The Joshel House is a distinctive example of the International Style. The International Style emphasizes the expression of volume rather than mass, balance rather than symmetry, and the absence of ornament. The philosophy underpinning the International Style also promotes, among other things, logical design to support building function and truth to materials. The International Style is rare in residential buildings in Denver, although contemporary commercial examples, including I.M Pei’s Mile High Center, are not uncommon. The International Style contrasts with Usonian and modern expressionist examples more common in the greater Denver area.

The nomination form for inclusion in the National Register of Historic Places describes the architecture of the house:

The Joshel House embodies the distinctive characteristics of the International Style. The Joshel House is devoid of ornament, relying for visual interest, instead, on the materials and on the building’s volume which has been conceived as a cubist composition. The building, which is essentially a cube, is horizontally oriented with ribbon windows, horizontally linked clerestory windows and glass curtain walls. The exterior walls are eave-less. There is a flat roof.

The house was designed by the husband and wife architecture team of Joseph and Louise Marlow, who designed numerous mid-20th Century structures, including the Far View Visitor's Center at Mesa Verde National Park.

Lloyd and Suzanne Joshel

Lloyd M. Joshel and Suzanne Joshel reflected in their lives the changing cultural and social landscape of post World War II era in the United States. Mr. Joshel was a prominent figure in Colorado's Cold War history. Mr. Joshel was born in Geneva, Ill. in 1914 and died in Denver in 1999 at the age of 84. Educated at the University of Illinois and University of Ohio, and at Harvard University, Mr. Joshel was a chemist before and during World War II and, later, a business executive. He became the general manager of Dow Chemicals' Rocky Flats nuclear weapons plant in 1964. Mr. Joshel was general manager during a major fire that caused significant damage and contamination to the Rocky Flats facility.

South facade of Joshel House with Tony Meagar sculpture
South facade of Joshel House with Tony Meagar sculpture (since removed to Burns Park, Denver, Colorado)

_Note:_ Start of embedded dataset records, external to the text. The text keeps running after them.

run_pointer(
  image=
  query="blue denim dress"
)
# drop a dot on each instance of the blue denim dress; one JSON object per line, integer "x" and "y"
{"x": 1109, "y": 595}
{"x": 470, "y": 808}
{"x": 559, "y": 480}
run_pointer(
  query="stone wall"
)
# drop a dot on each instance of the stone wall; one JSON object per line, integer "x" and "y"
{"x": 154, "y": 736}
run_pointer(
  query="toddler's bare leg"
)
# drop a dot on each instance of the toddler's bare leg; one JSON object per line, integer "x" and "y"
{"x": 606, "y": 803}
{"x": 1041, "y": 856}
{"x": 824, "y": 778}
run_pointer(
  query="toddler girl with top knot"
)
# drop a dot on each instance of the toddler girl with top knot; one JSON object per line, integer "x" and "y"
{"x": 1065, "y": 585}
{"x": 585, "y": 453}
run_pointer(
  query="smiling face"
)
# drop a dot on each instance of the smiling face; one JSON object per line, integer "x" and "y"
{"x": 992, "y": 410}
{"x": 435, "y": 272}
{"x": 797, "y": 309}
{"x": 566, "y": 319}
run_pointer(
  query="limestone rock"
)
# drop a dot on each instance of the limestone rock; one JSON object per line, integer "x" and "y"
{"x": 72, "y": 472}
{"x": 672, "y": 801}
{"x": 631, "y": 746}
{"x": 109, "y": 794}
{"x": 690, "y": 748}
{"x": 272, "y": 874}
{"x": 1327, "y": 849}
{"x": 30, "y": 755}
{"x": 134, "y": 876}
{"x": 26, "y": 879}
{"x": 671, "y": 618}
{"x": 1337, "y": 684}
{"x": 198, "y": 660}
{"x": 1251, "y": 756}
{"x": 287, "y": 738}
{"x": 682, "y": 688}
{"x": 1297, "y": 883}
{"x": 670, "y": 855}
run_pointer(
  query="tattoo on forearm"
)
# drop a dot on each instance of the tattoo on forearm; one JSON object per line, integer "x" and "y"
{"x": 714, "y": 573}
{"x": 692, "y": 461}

Suzanne Joshel was a noted Denver patron of the arts. Ms. Joshel was born in 1921 in Berlin and after attending a year of college in Germany, her family sent her to London to escape the Nazis. Ms. Joshel met Lloyd Joshel in the United States and married him in 1947. They were divorced in 1994. Ms. Joshel was active in numerous causes, including helping pass the Voting Rights Act, and she was president of the Colorado League of Women Voters. Ms. Joshel amassed a large art collection, and the gardens at the Joshel House were dotted with many sculptures collected by her. Ms. Joshel died in 2009.

Historic Designation

The Joshel House was nominated for inclusion on the National Register of Historic Places and was officially entered into the register in on December 28, 1995. The nomination form described the significance of the house as “the best example of a post World War II International Style residence in Denver.” At the time of its entry into the register, it was one of only a very few post World War II residences considered eligible for the National Register. The Joshel House was designated as a City of Denver Landmark on November 10, 1994.